Oh, what’s that? You don’t know what I’m talking about? Well, I have a pretty easy way to fix that. It’s called reading this book.
Deep Secret is about Magids, a kind of practical wizard responsible for keeping the multiverse in balance magically (the multiverse, of course, being the idea that there an infinite number of universes connecting in a chain on and on and on forever). Magids hop from world to world doing their thing. Rupert Venables has only been a Magid for two years when his mentor dies and he suddenly finds himself responsible for not only tracking down his potential replacements (who are making themselves very hard to find) and choosing one of them to train, but also finds himself in the middle of a burgeoning civil war brought on by the assassination of the Emperor of Koryfos, a set of worlds Rupert is assigned to. So now he’s got to track down all the Emperor’s children that he previously hid where no one, including himself, could find them, because he was a paranoid git.

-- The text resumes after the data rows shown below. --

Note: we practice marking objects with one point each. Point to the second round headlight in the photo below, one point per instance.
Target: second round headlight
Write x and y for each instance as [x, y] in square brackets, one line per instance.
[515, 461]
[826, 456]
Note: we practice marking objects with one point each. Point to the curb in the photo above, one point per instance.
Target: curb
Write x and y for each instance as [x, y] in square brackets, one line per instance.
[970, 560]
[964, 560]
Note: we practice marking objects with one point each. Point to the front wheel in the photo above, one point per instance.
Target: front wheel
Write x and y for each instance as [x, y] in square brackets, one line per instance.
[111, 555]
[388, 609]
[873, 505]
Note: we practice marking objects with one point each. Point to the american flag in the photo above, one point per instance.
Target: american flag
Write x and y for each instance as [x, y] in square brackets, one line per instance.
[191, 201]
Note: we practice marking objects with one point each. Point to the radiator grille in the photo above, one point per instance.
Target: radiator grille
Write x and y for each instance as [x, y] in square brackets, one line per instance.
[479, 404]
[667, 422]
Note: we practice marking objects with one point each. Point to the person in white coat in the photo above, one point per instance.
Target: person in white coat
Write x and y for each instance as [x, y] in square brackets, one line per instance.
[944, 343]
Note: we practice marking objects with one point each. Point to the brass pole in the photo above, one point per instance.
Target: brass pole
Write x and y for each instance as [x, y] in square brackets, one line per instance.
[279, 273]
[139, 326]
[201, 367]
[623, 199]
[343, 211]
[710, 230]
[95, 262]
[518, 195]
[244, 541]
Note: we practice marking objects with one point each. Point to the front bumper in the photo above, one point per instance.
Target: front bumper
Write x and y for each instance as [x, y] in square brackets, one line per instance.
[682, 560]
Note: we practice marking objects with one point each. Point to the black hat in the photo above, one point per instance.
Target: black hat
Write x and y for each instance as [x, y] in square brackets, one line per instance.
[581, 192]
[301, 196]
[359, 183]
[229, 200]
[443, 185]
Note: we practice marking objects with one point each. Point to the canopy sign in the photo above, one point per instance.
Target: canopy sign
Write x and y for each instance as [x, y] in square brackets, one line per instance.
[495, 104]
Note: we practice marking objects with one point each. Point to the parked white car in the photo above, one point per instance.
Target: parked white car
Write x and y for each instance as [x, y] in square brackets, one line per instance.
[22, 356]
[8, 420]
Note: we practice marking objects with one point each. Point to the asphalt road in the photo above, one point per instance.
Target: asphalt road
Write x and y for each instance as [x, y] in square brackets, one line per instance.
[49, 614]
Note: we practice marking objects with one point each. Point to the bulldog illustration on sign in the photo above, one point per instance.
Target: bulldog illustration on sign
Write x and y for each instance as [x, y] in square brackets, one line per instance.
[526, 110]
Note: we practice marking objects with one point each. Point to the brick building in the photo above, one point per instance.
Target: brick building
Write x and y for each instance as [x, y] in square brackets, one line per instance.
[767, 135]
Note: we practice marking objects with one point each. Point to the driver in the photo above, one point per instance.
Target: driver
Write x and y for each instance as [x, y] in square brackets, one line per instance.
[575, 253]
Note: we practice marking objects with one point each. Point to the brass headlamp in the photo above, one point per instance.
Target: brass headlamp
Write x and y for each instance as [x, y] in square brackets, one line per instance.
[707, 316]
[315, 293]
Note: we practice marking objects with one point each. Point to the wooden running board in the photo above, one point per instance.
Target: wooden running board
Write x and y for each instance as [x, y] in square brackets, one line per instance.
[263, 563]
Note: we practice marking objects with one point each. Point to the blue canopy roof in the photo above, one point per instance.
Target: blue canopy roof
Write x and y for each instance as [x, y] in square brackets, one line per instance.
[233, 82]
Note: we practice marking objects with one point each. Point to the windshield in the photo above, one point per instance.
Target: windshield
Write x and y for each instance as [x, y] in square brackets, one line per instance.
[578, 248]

But that’s just the summary. As I usually find with DWJ books, the real joy is in the execution. Her characters have warts, lots of them (sometimes literally). They make mistakes and get angry for no reason, and they frequently find themselves wrapped up in situations they have no control over. They are human in non-human circumstances (in this case, most of the book is set at a sff book convention). It is so much fun. Her stuff always has this lovely almost-tangible feel to it that makes you want to move in to her books and stay there. This is probably my favorite of hers since I read Howl’s Moving Castle. It wasn’t without its flaws (it is a bit dated, notably in the way she keeps referring to a certain character as ‘fat’), but I feel like it’s the kind of book I’ll end up coming back to over and over again until I can no longer find anything wrong with it and all that’s left is love. That’s how it was with Howl for me, at least.
Speaking of, totally excited to re-read that series later this year, and finally read the third book that came out in 2008, and that I’ve owned since 2010 and have never read.